Die Forderung, die Mehrwertsteuer auf Fleischprodukte zu erhöhen, hatte ursprünglich der Präsident des Deutschen Bauernverbandes Joachim Rukwied aufgebracht (www.welt.de/wirtschaft/article252233854/Hoehere-Mehrwertsteuer-auf-Fleisch-Fuer-Cem-Oezdemir-ein-kluger-Vorschlag.html). Joachim Rukwied war vor seiner Tätigkeit als der Präsident des Deutschen Bauernverbandes kommunalpolitisch für die CDU tätig (www.welt.de/wirtschaft/plus252372182/Landwirtschaft-Hoehere-Steuer-auf-Fleisch-Das-ist-intellektuell-unterkomplex.html).

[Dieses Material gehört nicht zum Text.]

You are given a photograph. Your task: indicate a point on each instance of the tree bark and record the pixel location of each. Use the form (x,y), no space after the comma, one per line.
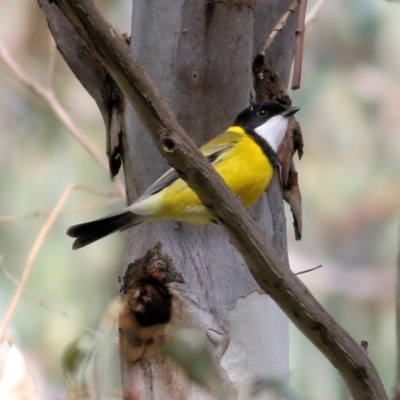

Die Politik solle zugleich auch eine Vereinbarung dazu treffen, „dass dieses Geld ausschließlich in der Tierhaltung landet für den Umbau der Ställe, für höhere Haltungsformen“ (www.welt.de/wirtschaft/article252233854/Hoehere-Mehrwertsteuer-auf-Fleisch-Fuer-Cem-Oezdemir-ein-kluger-Vorschlag.html).
Die Ampel-Koalition soll bereits als Anschub 1 Mrd. Euro für die Schweinehaltung reserviert haben (ebd.).
Bundeslandwirtschaftsminister Cem Özdemir erklärte auch, die Mehrwertsteuer auf Fleisch schrittweise zu erhöhen und gleichzeitig bei Obst und Gemüse auf null zu setzen, „hätte auch eine gesundheitsförderliche Lenkungswirkung und unterstützt so auch die Ackerbauern und den Gartenbau“ (www.welt.de/politik/deutschland/article250962348/Ernaehrung-Wird-Fleisch-jetzt-teurer-Expertenkommission-befuerwortet-hoehere-Mehrwertsteuer.html).
Wir fragen die Bundesregierung:
Fragen16
Plant die Bundesregierung die Einführung einer Umsatzsteuererhöhung auf Fleisch?
a) Wenn ja, um wie viel Prozent soll der ermäßigte Steuersatz von derzeit 7 Prozent angehoben werden, und ab wann soll die Steuererhöhung bindend werden?
b) Wenn nein, was sind die Beweggründe der Bundesregierung dafür, die Mehrwertsteuer auf Fleisch nicht anzuheben?
Hat die Bundesregierung, sofern sie die Frage 1 bejaht hat, Berechnungen darüber angestellt, wie hoch die jährlichen Steuereinnahmen für das Jahr 2024 und für das Jahr 2025 wären, wenn man die Mehrwertsteuer auf Fleisch von 7 auf 9 bzw. von 7 auf 10 Prozent erhöhen würde, und wenn ja, zu welchem Ergebnis ist sie gelangt?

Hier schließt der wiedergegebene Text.